Was das genaue Ziel dieser Operation sein soll und wer diese Operation federführend leitet, liegt etwas im Dunkeln. Womöglich würden auch – wie man heute so sagt – Teile der Antwort die Bevölkerung verunsichern. Der französische Präsident hatte nach den Anschlägen von Paris um die deutsche Unterstützung gebeten und er hat sie in der gewünschten Form bekommen. Vielleicht, wie behauptet, aus Solidarität, vielleicht aber auch, weil man sich später bei der Verteilung des Wiederaufbaukuchens nicht hinten anstellen möchte. Denn da wird es einiges aufzubauen geben, wenn das Abbruchkommando beendet ist. Also kämpfen wir – bzw. unsere Bundeswehrsoldaten – nun auch mal mit.

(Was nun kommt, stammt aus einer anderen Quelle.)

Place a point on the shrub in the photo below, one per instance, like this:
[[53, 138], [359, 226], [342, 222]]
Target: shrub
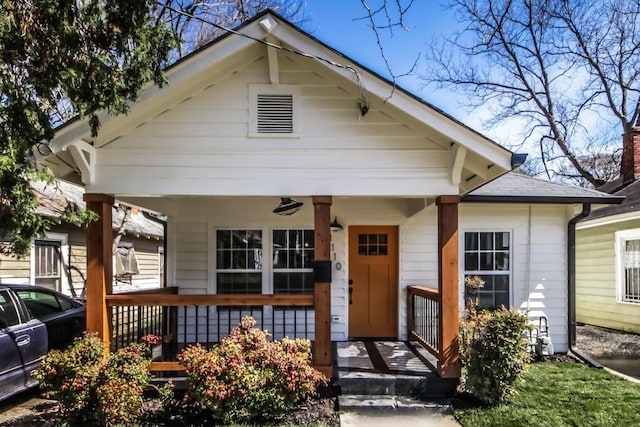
[[92, 387], [493, 352], [69, 375], [246, 376]]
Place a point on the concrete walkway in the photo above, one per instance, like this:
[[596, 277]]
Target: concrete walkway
[[401, 420]]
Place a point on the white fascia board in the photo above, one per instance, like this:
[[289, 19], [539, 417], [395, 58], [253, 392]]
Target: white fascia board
[[500, 156], [627, 216]]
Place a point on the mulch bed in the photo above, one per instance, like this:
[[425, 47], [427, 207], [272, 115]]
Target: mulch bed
[[315, 412]]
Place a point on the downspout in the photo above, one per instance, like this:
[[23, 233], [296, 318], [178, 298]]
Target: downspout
[[571, 260], [163, 223]]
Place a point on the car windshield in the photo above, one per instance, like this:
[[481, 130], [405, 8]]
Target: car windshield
[[42, 303]]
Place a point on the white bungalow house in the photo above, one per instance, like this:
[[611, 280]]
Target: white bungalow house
[[274, 121]]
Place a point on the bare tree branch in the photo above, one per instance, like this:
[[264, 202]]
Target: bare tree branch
[[555, 64]]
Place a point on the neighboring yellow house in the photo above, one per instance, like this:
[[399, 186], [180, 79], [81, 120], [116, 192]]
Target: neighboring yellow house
[[608, 252], [59, 260]]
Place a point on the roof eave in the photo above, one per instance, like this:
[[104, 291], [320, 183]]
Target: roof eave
[[610, 200]]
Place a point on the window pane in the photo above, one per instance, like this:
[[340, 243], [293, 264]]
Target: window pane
[[501, 283], [309, 238], [293, 283], [8, 314], [486, 261], [471, 241], [223, 260], [486, 241], [501, 298], [502, 261], [489, 252], [471, 261], [502, 240]]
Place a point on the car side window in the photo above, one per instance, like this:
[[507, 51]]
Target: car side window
[[39, 303], [8, 314]]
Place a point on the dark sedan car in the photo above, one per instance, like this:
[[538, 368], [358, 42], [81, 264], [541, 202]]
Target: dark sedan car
[[33, 320]]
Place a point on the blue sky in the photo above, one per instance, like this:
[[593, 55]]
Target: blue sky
[[335, 23]]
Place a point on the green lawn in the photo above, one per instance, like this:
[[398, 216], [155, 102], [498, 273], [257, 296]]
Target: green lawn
[[563, 394]]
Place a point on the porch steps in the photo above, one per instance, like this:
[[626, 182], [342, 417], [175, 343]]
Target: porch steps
[[379, 378], [397, 404]]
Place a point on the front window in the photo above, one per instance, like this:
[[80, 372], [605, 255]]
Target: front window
[[487, 255], [628, 261], [293, 253], [239, 261]]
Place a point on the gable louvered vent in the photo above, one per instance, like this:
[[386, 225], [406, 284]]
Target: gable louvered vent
[[275, 113]]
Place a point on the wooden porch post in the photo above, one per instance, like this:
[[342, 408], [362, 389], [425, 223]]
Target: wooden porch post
[[322, 277], [449, 360], [99, 266]]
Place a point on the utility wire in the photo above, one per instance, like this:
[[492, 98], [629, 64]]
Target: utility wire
[[364, 106]]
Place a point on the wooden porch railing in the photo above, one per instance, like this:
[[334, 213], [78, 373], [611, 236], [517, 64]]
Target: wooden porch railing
[[423, 318], [435, 327], [206, 318]]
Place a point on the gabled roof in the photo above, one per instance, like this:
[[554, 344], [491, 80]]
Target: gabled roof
[[485, 159], [53, 199], [517, 188]]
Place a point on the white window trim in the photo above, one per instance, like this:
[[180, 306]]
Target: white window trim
[[267, 252], [64, 249], [620, 238], [461, 268], [278, 89]]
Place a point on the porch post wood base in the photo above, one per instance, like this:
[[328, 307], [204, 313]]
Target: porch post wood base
[[322, 290], [99, 266], [449, 360]]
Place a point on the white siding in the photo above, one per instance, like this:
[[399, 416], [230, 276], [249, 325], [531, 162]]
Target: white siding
[[596, 298], [539, 264], [200, 146]]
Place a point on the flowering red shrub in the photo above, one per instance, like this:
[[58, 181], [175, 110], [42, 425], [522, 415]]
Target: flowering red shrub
[[246, 376], [93, 388]]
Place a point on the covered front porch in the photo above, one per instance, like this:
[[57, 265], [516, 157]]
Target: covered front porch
[[428, 316]]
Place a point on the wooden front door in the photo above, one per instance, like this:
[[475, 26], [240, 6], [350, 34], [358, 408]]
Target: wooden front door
[[373, 281]]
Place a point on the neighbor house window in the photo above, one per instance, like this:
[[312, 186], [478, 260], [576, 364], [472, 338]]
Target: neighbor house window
[[293, 253], [487, 254], [239, 261], [125, 260], [274, 110], [628, 266]]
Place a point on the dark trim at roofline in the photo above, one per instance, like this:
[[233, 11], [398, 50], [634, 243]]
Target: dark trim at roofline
[[367, 69], [611, 200]]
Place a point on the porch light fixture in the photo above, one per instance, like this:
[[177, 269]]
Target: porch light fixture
[[287, 206]]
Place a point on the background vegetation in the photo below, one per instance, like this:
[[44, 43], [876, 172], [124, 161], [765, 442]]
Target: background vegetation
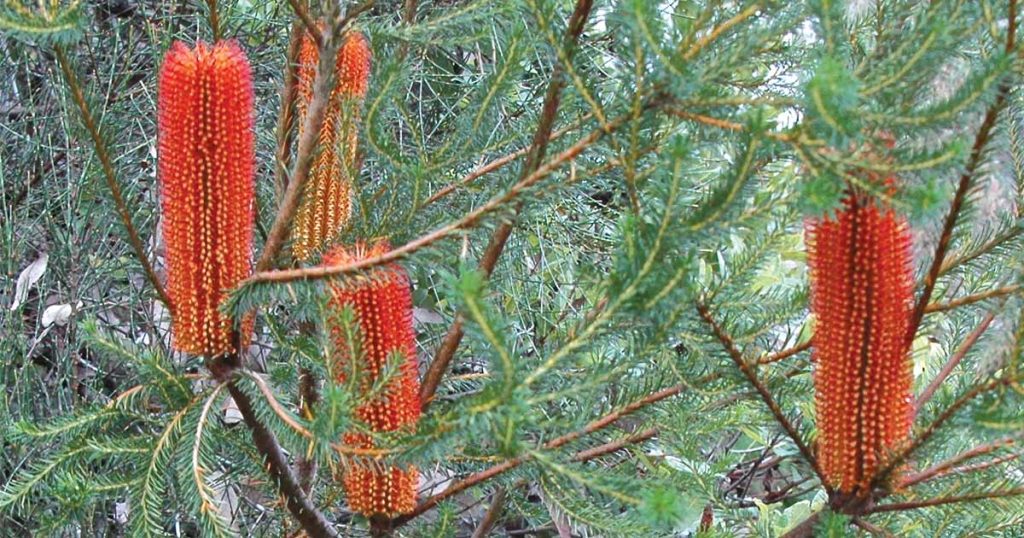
[[620, 347]]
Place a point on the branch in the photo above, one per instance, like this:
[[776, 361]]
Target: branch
[[939, 501], [465, 222], [806, 528], [946, 467], [323, 88], [491, 518], [302, 508], [286, 116], [1009, 235], [307, 21], [973, 298], [535, 155], [717, 32], [495, 470], [497, 164], [927, 433], [776, 411], [107, 164], [953, 361], [784, 354], [614, 446], [967, 178]]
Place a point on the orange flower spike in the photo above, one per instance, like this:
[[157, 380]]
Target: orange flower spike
[[326, 204], [861, 296], [206, 171], [382, 303]]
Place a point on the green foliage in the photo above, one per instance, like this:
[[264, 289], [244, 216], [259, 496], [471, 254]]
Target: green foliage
[[699, 135], [48, 23]]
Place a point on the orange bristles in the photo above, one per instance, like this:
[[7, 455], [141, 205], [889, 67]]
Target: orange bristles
[[861, 287], [206, 166], [326, 204], [382, 303]]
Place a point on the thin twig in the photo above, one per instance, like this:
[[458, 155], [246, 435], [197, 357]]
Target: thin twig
[[939, 501], [307, 21], [784, 354], [99, 145], [489, 472], [953, 361], [930, 430], [535, 156], [967, 179], [614, 446], [298, 503], [717, 32], [752, 377], [323, 88], [286, 115], [945, 467], [1009, 235], [214, 19], [466, 221], [973, 298], [497, 164], [491, 518]]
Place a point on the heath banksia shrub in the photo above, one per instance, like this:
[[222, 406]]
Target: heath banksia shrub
[[861, 287], [382, 303], [206, 169], [327, 201]]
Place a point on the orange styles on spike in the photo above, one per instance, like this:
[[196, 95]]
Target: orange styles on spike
[[326, 203], [382, 303], [861, 296], [205, 167]]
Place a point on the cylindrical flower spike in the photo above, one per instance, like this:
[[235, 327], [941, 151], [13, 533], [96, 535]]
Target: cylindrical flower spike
[[206, 167], [382, 304], [861, 296], [326, 203]]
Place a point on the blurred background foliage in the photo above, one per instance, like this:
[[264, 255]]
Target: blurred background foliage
[[718, 126]]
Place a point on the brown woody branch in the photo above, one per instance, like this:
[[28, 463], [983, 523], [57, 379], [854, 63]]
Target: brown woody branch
[[535, 156], [953, 361], [973, 298], [465, 222], [949, 465], [307, 21], [99, 145], [483, 476], [930, 430], [939, 501], [784, 354], [497, 164], [966, 180], [614, 446], [312, 522], [752, 377], [286, 116], [307, 141]]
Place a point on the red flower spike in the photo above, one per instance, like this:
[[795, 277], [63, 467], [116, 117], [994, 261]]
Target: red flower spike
[[861, 296], [382, 302], [206, 167], [326, 204]]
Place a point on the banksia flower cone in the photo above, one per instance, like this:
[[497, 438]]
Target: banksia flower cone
[[327, 201], [861, 296], [382, 303], [206, 153]]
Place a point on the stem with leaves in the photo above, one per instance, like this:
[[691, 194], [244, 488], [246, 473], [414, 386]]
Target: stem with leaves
[[535, 156], [99, 145]]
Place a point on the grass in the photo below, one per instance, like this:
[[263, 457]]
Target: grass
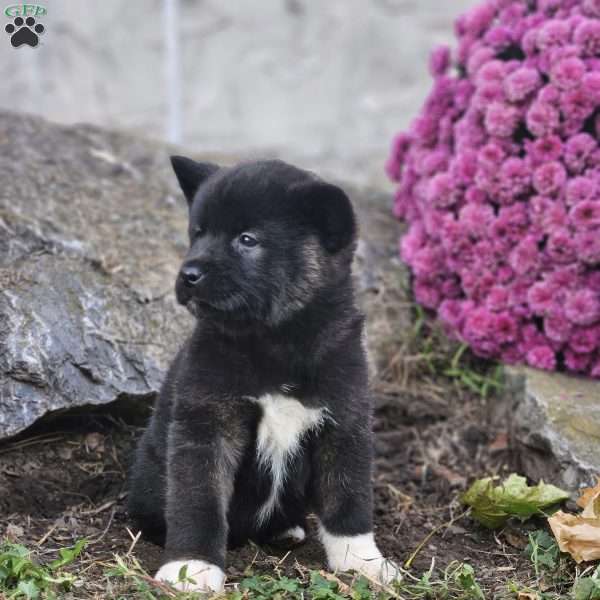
[[424, 355], [22, 577], [555, 577]]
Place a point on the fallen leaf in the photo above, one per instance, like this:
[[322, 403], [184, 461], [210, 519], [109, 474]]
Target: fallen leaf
[[527, 596], [515, 539], [14, 532], [494, 504], [588, 497], [94, 442], [577, 535], [500, 443]]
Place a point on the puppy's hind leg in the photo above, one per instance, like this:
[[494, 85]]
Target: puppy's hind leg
[[145, 502], [343, 502]]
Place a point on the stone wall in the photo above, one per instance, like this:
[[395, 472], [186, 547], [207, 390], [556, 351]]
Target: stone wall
[[326, 83]]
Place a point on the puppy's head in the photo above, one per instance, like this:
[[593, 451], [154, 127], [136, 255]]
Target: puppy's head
[[265, 238]]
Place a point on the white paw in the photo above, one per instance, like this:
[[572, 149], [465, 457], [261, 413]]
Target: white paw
[[294, 535], [200, 576], [358, 553]]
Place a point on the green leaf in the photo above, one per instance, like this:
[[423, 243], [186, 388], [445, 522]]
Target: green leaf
[[493, 504], [68, 555], [587, 588], [465, 578], [29, 588]]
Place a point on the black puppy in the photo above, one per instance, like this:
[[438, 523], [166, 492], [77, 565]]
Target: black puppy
[[265, 413]]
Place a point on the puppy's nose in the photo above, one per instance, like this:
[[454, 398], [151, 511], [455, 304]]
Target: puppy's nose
[[192, 275]]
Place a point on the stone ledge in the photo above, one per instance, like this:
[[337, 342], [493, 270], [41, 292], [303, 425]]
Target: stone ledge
[[555, 426]]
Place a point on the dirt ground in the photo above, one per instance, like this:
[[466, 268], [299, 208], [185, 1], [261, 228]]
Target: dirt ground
[[64, 481]]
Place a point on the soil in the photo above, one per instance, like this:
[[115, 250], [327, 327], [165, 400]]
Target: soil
[[66, 480]]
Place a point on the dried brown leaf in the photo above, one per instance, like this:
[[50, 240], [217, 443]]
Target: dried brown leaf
[[577, 535]]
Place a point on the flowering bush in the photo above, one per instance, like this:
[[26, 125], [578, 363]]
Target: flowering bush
[[499, 181]]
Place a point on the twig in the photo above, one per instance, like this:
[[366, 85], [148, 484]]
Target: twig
[[110, 520], [134, 540], [100, 509], [46, 536]]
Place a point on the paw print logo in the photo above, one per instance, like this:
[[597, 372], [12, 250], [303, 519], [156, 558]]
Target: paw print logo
[[24, 31]]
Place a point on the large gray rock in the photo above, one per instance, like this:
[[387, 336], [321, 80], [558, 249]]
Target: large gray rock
[[555, 426], [92, 230]]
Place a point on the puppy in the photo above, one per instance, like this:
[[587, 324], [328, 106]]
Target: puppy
[[265, 413]]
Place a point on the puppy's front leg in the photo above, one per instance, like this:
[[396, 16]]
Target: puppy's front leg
[[200, 474], [343, 500]]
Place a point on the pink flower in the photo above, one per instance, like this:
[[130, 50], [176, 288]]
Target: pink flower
[[560, 246], [542, 357], [505, 328], [499, 184], [475, 219], [579, 189], [542, 119], [525, 258], [556, 326], [587, 37], [552, 33], [451, 313], [520, 83], [591, 8], [577, 150], [585, 215], [497, 298], [567, 73], [582, 307], [478, 324], [544, 149], [501, 119], [549, 178], [515, 179], [590, 86], [584, 339], [441, 191], [576, 362], [587, 245], [541, 297]]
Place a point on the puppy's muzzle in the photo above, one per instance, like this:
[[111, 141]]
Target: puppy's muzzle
[[192, 274]]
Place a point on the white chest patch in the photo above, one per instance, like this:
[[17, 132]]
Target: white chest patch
[[283, 424]]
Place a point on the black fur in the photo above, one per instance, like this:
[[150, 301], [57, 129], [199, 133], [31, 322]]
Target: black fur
[[281, 313]]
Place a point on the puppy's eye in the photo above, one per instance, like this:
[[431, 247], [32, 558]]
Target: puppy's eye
[[248, 240]]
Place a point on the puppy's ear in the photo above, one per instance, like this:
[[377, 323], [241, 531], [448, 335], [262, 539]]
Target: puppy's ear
[[191, 174], [329, 211]]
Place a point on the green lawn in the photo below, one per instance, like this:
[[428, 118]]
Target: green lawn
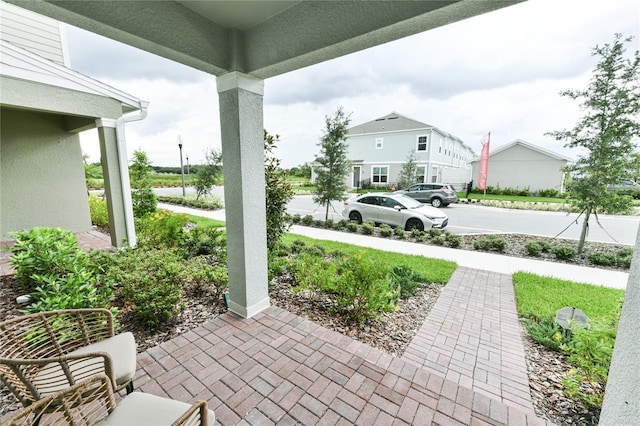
[[542, 296], [433, 270]]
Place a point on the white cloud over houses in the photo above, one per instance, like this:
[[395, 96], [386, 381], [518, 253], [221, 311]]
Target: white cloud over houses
[[500, 72]]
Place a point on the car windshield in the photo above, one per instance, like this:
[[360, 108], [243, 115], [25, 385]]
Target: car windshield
[[408, 202]]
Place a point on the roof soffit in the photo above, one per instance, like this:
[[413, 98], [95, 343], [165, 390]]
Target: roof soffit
[[278, 37]]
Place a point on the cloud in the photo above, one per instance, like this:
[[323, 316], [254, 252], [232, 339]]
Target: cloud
[[500, 72]]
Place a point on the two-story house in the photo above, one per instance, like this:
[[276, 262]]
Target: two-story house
[[44, 105], [379, 148]]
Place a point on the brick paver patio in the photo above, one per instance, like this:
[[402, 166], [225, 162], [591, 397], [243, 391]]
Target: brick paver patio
[[465, 366], [278, 368]]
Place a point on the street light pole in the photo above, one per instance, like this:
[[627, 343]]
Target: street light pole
[[181, 166]]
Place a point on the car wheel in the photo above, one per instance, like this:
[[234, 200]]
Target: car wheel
[[414, 224], [356, 217]]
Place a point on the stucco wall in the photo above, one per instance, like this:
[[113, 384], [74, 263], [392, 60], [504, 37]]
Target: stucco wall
[[41, 174], [520, 167]]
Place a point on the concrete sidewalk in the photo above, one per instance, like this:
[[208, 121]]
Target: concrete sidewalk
[[466, 258]]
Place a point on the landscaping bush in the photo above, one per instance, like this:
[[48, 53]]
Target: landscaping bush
[[434, 232], [490, 243], [533, 248], [406, 280], [453, 240], [624, 257], [352, 226], [151, 280], [385, 230], [368, 227], [205, 241], [312, 273], [438, 241], [161, 229], [50, 263], [341, 224], [563, 252], [98, 211], [547, 332], [603, 258], [364, 289]]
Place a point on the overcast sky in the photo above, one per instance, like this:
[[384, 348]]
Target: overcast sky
[[500, 72]]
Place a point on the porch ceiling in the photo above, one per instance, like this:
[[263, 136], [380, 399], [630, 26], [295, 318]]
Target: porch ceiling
[[259, 38]]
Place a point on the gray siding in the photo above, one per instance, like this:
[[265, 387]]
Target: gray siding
[[36, 33], [520, 167]]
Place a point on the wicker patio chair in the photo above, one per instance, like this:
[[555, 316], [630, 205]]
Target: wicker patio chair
[[43, 353], [92, 402]]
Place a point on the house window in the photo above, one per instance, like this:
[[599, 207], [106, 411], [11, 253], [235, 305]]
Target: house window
[[379, 174], [423, 143]]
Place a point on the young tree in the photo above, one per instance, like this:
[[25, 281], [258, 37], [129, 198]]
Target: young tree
[[611, 104], [409, 172], [142, 196], [278, 192], [209, 173], [334, 165]]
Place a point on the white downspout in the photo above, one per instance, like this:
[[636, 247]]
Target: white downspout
[[121, 145]]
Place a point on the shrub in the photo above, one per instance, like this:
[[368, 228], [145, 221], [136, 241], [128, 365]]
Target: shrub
[[405, 279], [205, 241], [161, 229], [364, 289], [298, 246], [385, 230], [368, 227], [563, 252], [341, 224], [547, 332], [434, 232], [439, 240], [98, 211], [352, 226], [151, 280], [416, 233], [533, 248], [50, 262], [453, 240], [490, 243], [603, 258], [624, 257]]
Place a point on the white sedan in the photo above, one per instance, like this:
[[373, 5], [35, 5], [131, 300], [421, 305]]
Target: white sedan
[[394, 210]]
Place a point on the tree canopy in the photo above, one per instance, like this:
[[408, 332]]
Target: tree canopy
[[606, 131], [333, 165]]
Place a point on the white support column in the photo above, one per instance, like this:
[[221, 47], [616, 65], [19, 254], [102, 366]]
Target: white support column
[[241, 124], [116, 183], [621, 404]]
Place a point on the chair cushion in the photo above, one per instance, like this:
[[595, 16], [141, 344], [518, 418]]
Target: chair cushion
[[141, 409], [121, 349]]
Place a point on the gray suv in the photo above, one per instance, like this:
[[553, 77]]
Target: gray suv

Bekämpft werden soll also, wie man so hört, der sogenannte IS.Die einen wollen ihn bloß schwächen, die anderen zurückdrängen und wieder andere wollen ihn vernichten. Es soll sogar Mitkämpfer geben, die ihm billiges Öl abnehmen, aber das weiß man nicht so genau. Wie man so manches nicht oder nicht so genau weiß. Nur, dass das mit bloßen Luftschlägen nicht gelingen kann, weiß man ganz genau. Aber das kümmert ja keinen, man muss ja jetzt etwas tun. Auch wenn es das Falsche ist. Egal. Es lebe der blinde Aktionismus. Vive La Wirr-War!
Bisher wurden dort bereits 20.000 amerikanische Bomben und Raketen abgeworfen – ohne dass eine ernsthafte Schwächung des IS festzustellen wäre. Die Bomberei ist ja nicht erst die Reaktion auf die Pariser Anschläge, die läuft schon länger. Angesichts der vermuteten Anzahl von rund 30.000 IS-Kämpfern hätten 20.000 Bomben und Raketen doch gründlich räumen müssen. Die Richtigen getroffen haben die wohl eher nicht. Nun bomben auch noch die Russen, die Franzosen, die Briten, die Türken und weiß der Teufel wer noch. Das ist kein planvoller Krieg gegen irgendwen oder irgendwas, das ist ein völlig undurchschaubares Durcheinander.
Jeder kann mitmachen
Insgesamt soll es eine „Allianz“ aus rund 60 Staaten geben zu denen neben einigen weiteren europäischen Staaten wie Großbritannien, Dänemark, Belgien, Italien und Polen auch noch diverse arabische Staaten und Emirate kommen. Jeder darf mitmachen. Jeder seine alten Bomben entsorgen. Da selbst dem Dümmsten klar ist, dass man einen Bürgerkrieg wie er in Syrien herrscht nicht alleine mit Luftangriffen beenden oder gar befrieden kann, setzen die bunt zusammengewürfelten Verbündeten neben den Kampffliegern auf diverse lokale Bodentruppen.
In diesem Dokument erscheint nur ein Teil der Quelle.